Setness and her husband say they already wear masks at work and in the community and are vaccinated and boosted. Before traveling, they limited exposure to others. On their way down to their family Thanksgiving gathering, they took rapid COVID tests to make sure they weren’t bringing infection.
“The last gift you want to give anyone is COVID-19,” said Setness.
COVID has taken a significant toll on Itasca County this fall. Since Sept. 12, it has claimed the lives of 33 county residents (a county total of 104) and overrun local hospitals. Rates of new infection have stayed high in recent weeks, with a current 14-day rate per 10,000 residents of 97.6. On Dec. 8 alone, more than 40 new infections were diagnosed here.

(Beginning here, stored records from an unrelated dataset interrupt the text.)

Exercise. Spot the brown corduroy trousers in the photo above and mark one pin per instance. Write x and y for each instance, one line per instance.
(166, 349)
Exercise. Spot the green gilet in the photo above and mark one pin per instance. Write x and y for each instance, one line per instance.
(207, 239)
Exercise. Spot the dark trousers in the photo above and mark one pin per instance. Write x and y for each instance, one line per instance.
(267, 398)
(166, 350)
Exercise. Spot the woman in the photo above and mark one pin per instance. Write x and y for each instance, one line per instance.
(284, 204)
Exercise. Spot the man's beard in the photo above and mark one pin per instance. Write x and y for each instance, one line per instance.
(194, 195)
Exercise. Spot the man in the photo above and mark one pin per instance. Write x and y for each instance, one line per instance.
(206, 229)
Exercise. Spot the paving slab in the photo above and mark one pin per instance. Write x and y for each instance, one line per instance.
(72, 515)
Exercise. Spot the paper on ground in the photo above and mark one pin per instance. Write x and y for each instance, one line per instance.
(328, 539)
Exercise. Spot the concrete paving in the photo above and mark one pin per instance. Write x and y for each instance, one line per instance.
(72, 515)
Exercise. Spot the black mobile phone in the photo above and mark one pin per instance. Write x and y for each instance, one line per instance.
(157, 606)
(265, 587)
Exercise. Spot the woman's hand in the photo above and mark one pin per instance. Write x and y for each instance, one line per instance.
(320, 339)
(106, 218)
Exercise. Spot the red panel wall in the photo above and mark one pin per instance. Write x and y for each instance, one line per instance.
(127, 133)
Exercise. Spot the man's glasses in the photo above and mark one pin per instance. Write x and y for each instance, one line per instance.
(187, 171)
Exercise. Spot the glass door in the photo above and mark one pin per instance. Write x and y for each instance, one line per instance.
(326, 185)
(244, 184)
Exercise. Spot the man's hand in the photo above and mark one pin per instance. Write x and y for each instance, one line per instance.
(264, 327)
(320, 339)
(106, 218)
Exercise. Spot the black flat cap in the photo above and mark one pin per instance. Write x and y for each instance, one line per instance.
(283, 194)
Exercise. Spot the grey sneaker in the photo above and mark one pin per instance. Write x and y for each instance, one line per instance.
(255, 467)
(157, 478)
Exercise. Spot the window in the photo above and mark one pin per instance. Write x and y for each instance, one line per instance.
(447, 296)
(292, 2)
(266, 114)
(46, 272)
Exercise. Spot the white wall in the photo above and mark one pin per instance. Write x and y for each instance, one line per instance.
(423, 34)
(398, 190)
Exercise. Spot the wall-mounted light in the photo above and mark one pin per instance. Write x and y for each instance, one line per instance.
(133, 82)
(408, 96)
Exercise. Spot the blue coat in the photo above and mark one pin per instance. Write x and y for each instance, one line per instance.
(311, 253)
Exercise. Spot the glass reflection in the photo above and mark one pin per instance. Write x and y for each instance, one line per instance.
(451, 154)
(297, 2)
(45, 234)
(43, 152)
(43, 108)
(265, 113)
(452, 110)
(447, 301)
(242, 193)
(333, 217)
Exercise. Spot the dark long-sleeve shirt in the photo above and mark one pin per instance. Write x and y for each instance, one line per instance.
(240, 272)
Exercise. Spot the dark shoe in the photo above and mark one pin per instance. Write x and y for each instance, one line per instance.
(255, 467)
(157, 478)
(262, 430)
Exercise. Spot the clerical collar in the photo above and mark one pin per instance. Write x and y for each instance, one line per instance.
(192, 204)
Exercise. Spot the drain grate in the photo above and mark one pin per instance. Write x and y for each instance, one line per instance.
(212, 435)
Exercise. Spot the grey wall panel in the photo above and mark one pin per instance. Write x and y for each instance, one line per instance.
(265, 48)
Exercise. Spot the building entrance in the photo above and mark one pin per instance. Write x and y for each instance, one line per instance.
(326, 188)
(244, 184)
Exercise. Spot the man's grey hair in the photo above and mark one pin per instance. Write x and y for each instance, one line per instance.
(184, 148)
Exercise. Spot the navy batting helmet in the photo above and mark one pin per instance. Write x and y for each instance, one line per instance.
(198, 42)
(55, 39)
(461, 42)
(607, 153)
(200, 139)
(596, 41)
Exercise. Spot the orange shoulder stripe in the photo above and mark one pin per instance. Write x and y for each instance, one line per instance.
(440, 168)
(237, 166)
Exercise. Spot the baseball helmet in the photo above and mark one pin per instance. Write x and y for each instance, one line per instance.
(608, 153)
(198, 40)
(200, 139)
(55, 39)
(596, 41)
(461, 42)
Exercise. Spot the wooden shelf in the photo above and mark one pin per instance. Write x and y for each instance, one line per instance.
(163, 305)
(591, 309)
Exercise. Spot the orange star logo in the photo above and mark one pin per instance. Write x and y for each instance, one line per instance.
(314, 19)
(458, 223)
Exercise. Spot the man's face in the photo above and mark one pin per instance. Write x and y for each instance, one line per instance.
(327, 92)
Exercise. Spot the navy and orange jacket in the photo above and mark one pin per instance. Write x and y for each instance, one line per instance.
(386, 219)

“This surge has impacted us more than any previous one,” said Dr. Dan Soular, family practice physician and vice president of medical affairs at Grand Itasca Clinic and Hospital. “For the past two months, on average, half of our hospitalized patients were here because of COVID. And because of surging cases everywhere, we continue to care for sicker patients that previously would have been transferred to a larger facility with more specialized equipment and personnel. This is not normal. Because of these struggles, we continue to ask the public to do all they can to prevent getting infected with COVID.
“We ask that you continue to stay home if you are sick, get tested if you have symptoms or are exposed to COVID, and wear masks when appropriate. Vaccines, including for those ages 5-11, continue to be the most effective way of minimizing infections, hospitalizations, and death.
“With the emergence of the new variant known as Omicron, we are learning every day. Vaccines appear to be effective, especially once a booster is completed. Prior infection with COVID alone, however, does not appear to be an effective method of preventing reinfection anymore.
“No one wants this pandemic to go away more than medical professionals. I thank those of you who have done what you can do to keep our communities healthy.”
“Last year at this time, we began to see a significant drop in our case rates, said Chandler. “At that time, there was a lot of mitigation in place—masking, limiting gathering in schools and businesses. And we didn’t have vaccines yet. This year, it is up to us to keep each other safe through our own decisions.”
Itasca residents with questions or concerns may leave them at the Itasca County COVID message line, with calls returned 8 a.m. to 4:30 p.m., Monday through Friday. The Itasca COVID line number is 218-327-6784.